WASHINGTON – The Supreme Court weighed in again Monday night on procedures for conducting mail-in voting this fall, reinstating South Carolina’s requirement that absentee ballots include witness signatures.
The state’s Republican election officials and legislature had asked the high court to intervene after two lower courts ruled that the requirement was a risky imposition during the COVID-19 pandemic.
In response, the high court temporarily reinstated the witness signature rule while the case progresses in court but said any ballots received in the next two days without the signature must be counted. Conservative Associate Justices Clarence Thomas, Samuel Alito and Neil Gorsuch said they would not have added that concession.
The justices upheld Alabama’s witness signature rule in a 5-4 vote along conservative-liberal lines in July, but it ruled 5-3 in August against a similar rule in Rhode Island. The difference, the majority said in the latter ruling, was that Rhode Island’s public officials had no objection to eliminating the witness requirement.

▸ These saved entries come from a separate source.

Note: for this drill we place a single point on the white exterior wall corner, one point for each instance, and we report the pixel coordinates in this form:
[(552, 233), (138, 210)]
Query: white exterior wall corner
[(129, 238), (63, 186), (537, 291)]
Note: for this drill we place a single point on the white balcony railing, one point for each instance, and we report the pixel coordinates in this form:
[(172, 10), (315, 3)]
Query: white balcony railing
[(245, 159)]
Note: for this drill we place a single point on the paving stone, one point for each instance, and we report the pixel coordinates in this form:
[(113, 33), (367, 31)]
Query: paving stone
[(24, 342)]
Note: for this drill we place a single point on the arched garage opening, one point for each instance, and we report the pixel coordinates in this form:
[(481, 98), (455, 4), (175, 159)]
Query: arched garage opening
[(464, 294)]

In the latest case, not even the three remaining liberal justices following Associate Justice Ruth Bader Ginsburg’s death announced any objections. On such emergency proceedings, the actual vote count is not revealed.
South Carolina is one of many states that expanded absentee voting in light of the pandemic, but it said voters still needed to get a witness’s signature on the envelope before returning it. State officials say the requirement is intended to deter fraud, even though there is little proof of such fraud in the state or nation.
More than 150,000 absentee ballots have been mailed out in the state, where polls show a closer race than expected between President Donald Trump and former vice president Joe Biden. Republican Sen. Lindsey Graham, the chairman of the Senate Judiciary Committee that plans to conduct Supreme Court nominee Amy Coney Barrett’s confirmation hearing next week, also is on the ballot.
“Each passing day increases the risk that ballots will be returned that, in mistaken reliance on the district court’s injunction, do not comply with the witness requirement,” Republican officials said in court papers.
In response, state and federal Democratic Party leaders urged the justices to uphold the lower courts on the basis that “the witness requirement increases the risk of COVID-19 infection and transmission and unconstitutionally burdens the right to vote.”
Democrats also contended that requiring witness signatures is a particular burden for many African American voters “whose communities have been hit disproportionately hard by COVID-19.” Graham’s Democratic opponent in the Senate election, Jaime Harrison, is Black.
Nationwide, more than 300 election-related lawsuits have been filed, thanks largely to problems associated with COVID-19 and the expansion of voting by mail. Republicans, including President Donald Trump’s reelection campaign, demand limits while Democrats push for further opportunities.
The nation’s ever-rising political polarization and reckless claims on social media make it even more likely that local, state and federal elections will wind up in court, not only in the weeks leading up to Election Day but in the days and weeks thereafter.